Toda a renda decorrente da venda das telas reverte em benefício do Grupo Espírita Sheila, que atende hoje 85 crianças e um total de 46 famílias. O foco do trabalho social do grupo Sheila é a educação. Ao longo dos anos são oferecidos projetos nas áreas de música, artes, escrita etc. “É um projeto que eu penso seja inovador e o da construção do homem de bem” – explica Florêncio. “Nós trabalhamos valores cristãos com o conhecimento espírita, respeitando as crenças das crianças oriundas de diferentes religiões. O nosso maior objetivo mesmo é o desenvolvimento de valores de solidariedade e amor ao próximo.”

Paralelo a esse, existe também o projeto “Meu Lar”, se dedica à construção total  ou reforma de casas. A instituição oferece ainda bolsa de estudos para os afilhados que chegaram ao nível universitário. Todo esse trabalho se mantém graças às pinturas e à dedicação dos pintores desencarnados.

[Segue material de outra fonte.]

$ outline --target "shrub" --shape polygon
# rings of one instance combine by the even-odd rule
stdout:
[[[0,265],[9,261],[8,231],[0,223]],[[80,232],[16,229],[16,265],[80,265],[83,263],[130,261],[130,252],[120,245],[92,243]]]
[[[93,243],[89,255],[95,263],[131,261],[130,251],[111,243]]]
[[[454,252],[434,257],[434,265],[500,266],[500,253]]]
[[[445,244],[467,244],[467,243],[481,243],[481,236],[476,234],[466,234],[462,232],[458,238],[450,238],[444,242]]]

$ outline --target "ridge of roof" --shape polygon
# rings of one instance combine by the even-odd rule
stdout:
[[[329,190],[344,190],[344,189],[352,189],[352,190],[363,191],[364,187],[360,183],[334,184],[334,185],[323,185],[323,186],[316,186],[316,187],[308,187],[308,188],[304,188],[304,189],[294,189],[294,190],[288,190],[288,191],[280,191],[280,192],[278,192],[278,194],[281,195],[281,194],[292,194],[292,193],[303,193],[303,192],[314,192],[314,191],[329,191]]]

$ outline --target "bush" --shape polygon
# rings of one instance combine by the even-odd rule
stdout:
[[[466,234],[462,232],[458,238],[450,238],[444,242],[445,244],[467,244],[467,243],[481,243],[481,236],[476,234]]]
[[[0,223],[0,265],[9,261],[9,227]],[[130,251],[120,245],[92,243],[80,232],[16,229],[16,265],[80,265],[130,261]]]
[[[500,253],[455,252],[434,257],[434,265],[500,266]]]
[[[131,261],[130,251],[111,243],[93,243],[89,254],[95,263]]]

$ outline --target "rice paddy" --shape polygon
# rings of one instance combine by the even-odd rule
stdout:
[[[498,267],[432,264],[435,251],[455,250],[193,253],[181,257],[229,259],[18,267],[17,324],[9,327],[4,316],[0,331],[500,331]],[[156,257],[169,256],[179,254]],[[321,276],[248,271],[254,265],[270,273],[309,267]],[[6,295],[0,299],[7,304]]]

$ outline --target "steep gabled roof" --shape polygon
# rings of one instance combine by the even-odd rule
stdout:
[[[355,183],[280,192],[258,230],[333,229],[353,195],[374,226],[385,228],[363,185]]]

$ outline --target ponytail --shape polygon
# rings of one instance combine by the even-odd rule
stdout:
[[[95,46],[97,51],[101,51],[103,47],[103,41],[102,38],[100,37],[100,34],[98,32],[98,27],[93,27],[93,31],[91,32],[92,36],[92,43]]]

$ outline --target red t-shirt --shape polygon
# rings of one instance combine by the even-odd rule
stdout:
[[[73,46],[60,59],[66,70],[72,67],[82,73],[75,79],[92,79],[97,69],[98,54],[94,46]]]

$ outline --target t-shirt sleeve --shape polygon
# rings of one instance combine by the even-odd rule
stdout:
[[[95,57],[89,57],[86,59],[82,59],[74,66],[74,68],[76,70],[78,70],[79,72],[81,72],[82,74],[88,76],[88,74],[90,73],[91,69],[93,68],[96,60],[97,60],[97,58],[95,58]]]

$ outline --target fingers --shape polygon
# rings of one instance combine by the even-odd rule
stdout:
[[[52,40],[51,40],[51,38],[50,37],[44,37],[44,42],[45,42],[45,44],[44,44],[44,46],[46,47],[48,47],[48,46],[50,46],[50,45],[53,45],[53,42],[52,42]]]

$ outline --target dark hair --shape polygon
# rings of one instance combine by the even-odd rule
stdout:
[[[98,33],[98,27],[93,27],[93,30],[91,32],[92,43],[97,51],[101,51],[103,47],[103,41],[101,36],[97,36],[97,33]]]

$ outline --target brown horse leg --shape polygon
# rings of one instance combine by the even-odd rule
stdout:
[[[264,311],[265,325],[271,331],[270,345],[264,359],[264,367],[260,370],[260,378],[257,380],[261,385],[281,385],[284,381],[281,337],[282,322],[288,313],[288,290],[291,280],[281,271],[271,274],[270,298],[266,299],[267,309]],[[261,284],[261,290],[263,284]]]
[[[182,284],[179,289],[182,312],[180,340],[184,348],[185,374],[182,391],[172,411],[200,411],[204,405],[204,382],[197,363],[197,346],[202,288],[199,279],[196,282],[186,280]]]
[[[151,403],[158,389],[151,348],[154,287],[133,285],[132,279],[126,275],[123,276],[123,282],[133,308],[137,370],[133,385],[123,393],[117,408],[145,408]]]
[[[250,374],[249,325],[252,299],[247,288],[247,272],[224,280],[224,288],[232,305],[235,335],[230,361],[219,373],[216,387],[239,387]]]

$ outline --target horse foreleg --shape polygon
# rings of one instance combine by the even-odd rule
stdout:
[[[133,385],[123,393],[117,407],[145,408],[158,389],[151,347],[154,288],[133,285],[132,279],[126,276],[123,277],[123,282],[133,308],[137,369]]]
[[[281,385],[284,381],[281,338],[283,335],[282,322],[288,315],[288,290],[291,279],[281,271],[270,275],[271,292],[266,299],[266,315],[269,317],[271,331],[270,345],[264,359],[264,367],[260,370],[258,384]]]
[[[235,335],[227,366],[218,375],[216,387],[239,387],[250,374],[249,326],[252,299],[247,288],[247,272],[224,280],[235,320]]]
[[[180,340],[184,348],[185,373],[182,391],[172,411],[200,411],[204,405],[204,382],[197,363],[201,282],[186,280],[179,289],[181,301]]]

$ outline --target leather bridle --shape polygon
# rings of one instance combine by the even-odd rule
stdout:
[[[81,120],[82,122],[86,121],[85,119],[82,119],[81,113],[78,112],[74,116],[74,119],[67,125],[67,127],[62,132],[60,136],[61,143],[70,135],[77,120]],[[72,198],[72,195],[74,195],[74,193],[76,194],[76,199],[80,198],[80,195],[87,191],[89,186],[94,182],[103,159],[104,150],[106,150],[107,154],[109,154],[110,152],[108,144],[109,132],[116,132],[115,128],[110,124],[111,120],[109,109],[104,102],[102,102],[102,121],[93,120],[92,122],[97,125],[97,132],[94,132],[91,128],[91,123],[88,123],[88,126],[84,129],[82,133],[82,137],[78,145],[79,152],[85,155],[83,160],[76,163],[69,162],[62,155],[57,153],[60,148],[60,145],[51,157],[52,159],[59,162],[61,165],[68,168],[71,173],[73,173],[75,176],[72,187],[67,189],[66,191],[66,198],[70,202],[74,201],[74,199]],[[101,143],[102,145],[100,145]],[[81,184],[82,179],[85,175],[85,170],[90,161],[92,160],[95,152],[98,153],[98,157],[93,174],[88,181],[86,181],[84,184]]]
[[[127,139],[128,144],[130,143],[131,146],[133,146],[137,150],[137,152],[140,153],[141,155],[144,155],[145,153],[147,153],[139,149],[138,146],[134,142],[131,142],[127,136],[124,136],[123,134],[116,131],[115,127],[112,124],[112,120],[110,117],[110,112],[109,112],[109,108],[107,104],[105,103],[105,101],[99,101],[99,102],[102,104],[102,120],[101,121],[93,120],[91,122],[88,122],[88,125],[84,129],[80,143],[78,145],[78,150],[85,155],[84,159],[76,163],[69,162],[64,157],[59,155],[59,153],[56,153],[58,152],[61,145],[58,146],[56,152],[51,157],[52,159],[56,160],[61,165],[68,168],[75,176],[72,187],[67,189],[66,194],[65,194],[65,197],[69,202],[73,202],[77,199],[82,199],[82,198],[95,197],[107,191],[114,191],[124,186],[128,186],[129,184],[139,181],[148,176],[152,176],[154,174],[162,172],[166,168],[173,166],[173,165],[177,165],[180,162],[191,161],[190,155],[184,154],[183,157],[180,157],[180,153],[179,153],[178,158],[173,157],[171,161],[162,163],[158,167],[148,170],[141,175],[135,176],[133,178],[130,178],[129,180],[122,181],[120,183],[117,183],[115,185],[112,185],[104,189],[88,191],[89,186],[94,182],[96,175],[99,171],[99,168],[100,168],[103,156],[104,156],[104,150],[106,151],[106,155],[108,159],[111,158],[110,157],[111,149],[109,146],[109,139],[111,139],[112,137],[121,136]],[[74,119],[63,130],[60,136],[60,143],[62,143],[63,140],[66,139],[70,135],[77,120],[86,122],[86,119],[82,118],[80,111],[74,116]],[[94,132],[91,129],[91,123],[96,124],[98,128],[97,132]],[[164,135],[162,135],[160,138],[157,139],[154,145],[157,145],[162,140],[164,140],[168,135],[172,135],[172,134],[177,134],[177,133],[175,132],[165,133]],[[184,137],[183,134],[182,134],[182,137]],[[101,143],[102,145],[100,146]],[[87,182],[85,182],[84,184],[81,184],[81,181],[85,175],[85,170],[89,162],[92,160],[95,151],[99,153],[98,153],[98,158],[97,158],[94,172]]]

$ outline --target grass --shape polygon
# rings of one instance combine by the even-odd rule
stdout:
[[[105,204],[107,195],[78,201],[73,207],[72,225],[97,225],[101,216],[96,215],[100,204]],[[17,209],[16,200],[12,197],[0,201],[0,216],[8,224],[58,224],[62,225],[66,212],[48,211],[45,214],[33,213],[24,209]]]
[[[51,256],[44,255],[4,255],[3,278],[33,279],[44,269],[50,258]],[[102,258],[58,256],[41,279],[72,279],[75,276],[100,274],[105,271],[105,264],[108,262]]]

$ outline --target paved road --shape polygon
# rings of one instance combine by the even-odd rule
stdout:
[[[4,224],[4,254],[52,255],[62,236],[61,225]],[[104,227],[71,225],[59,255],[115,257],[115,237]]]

Concluindo a entrevista, Florêncio Anton falou-nos: “Eu costumo dizer que, simbolicamente, no terreno, na estrutura física da própria instituição, vamos encontrar tintas das mais variadas cores e nacionalidades diferentes. De maneira que eu sou muito grato à Europa e aos espíritas que lá residem, que me deram a oportunidade da transformação da arte em solidariedade”.